If you’re being investigated by federal authorities, your initial encounters with them may seem fairly cordial – particularly if they involve a “white collar” crime. You may be interviewed by people in business clothing rather than uniforms. They may even seem more interested in finding out about someone else’s activities than yours.
It can be easy to believe you can handle these conversations without an attorney. You may even think there’s no harm in lying if it protects you, your boss, a colleague or someone else you know.
That would be a big mistake – and one that could land you in federal prison. Well-known people in the business, pop culture and political spheres, from Martha Stewart to former Illinois Gov. Rod Blagojevich, have been convicted of crimes related to lying to federal authorities.

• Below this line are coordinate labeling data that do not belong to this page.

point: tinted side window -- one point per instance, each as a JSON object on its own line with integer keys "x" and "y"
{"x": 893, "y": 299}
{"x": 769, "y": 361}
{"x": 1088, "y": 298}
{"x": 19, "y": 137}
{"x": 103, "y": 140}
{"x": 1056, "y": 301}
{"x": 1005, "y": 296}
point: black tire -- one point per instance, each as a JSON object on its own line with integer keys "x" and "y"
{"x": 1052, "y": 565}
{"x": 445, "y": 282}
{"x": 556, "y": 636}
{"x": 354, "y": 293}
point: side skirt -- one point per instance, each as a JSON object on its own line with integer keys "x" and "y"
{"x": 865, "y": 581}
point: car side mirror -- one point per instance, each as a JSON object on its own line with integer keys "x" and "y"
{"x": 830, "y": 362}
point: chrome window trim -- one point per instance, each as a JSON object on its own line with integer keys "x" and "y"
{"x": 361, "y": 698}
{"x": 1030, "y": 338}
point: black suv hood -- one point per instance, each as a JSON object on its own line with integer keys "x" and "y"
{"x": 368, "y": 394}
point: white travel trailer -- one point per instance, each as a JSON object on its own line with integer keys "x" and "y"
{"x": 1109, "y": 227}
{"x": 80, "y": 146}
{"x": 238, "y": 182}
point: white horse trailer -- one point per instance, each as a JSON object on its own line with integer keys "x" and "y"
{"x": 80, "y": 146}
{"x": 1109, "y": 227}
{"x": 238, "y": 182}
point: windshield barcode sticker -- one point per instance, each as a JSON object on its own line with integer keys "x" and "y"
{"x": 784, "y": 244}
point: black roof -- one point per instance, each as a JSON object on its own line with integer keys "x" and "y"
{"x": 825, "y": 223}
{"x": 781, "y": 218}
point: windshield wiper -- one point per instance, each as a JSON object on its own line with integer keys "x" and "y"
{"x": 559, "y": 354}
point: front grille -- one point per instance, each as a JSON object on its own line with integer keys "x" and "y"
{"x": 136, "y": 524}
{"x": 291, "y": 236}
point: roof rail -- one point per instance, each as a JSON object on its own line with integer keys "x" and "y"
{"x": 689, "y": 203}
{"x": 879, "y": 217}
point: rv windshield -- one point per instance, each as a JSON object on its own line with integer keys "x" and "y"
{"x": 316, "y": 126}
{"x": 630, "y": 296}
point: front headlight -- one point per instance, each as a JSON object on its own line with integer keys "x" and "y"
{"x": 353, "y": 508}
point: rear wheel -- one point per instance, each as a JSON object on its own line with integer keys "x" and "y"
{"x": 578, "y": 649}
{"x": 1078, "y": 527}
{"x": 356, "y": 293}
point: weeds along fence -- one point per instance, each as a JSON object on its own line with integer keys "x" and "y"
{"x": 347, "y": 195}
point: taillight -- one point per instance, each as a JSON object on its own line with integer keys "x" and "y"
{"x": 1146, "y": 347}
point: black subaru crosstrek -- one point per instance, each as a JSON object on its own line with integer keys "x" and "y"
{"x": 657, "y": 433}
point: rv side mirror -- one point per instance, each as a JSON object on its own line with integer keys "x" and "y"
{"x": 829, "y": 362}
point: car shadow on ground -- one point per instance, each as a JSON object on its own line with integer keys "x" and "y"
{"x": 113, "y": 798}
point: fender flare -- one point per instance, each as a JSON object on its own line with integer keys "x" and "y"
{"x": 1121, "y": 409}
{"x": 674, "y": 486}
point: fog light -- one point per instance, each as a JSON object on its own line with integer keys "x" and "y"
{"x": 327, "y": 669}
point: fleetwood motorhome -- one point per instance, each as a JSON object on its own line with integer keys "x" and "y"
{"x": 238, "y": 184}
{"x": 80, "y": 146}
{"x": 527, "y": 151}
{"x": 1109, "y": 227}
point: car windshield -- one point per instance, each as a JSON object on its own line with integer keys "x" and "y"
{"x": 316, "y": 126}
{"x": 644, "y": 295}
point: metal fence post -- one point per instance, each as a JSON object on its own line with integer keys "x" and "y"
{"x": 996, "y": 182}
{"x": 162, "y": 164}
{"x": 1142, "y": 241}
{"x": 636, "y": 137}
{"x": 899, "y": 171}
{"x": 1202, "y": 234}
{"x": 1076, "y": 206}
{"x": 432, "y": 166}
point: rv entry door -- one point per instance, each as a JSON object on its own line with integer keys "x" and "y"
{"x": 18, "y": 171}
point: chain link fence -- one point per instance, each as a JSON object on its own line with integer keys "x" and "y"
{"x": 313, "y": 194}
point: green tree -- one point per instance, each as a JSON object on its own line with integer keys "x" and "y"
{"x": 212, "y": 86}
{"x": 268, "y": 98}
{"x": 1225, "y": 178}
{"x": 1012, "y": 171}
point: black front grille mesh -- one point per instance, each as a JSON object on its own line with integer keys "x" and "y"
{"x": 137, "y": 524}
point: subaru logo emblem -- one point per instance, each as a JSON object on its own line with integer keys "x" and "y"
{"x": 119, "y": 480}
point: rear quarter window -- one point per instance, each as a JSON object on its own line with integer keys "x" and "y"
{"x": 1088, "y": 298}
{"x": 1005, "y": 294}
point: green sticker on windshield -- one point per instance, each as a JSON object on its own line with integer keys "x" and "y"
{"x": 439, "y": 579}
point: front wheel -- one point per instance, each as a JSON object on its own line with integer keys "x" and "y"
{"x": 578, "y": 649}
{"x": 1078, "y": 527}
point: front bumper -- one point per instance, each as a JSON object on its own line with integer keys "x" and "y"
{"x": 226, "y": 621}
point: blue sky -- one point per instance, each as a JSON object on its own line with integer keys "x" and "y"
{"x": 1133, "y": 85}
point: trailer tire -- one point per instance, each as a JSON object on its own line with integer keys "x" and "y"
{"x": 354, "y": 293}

The importance of materiality
Certainly, not every lie is going to get you charged with a crime. It all depends on whether it’s considered “material” (or important) to the case. If a lie sends investigators in the wrong direction or makes the investigation take longer, it will likely be considered material.
Federal law states that anyone who “falsifies, conceals, or covers up by any trick, scheme, or device…makes any materially false, fictitious, or fraudulent statement or representation….” (whether verbal or written) can face as long as five years in prison. If a case involves terrorism (foreign or domestic), the consequences can be greater.
Any charge you face for making false statements would be in addition to any charges you might be prosecuted for related to the underlying crime. That can add up to a significant amount of time behind bars.
Whatever the situation, if you find yourself being questioned by agents or investigators from any federal agency, it’s crucial that you exert your right to seek legal counsel. You can’t worry about whether or not this makes you “look” guilty. It’s simply the smart thing to do.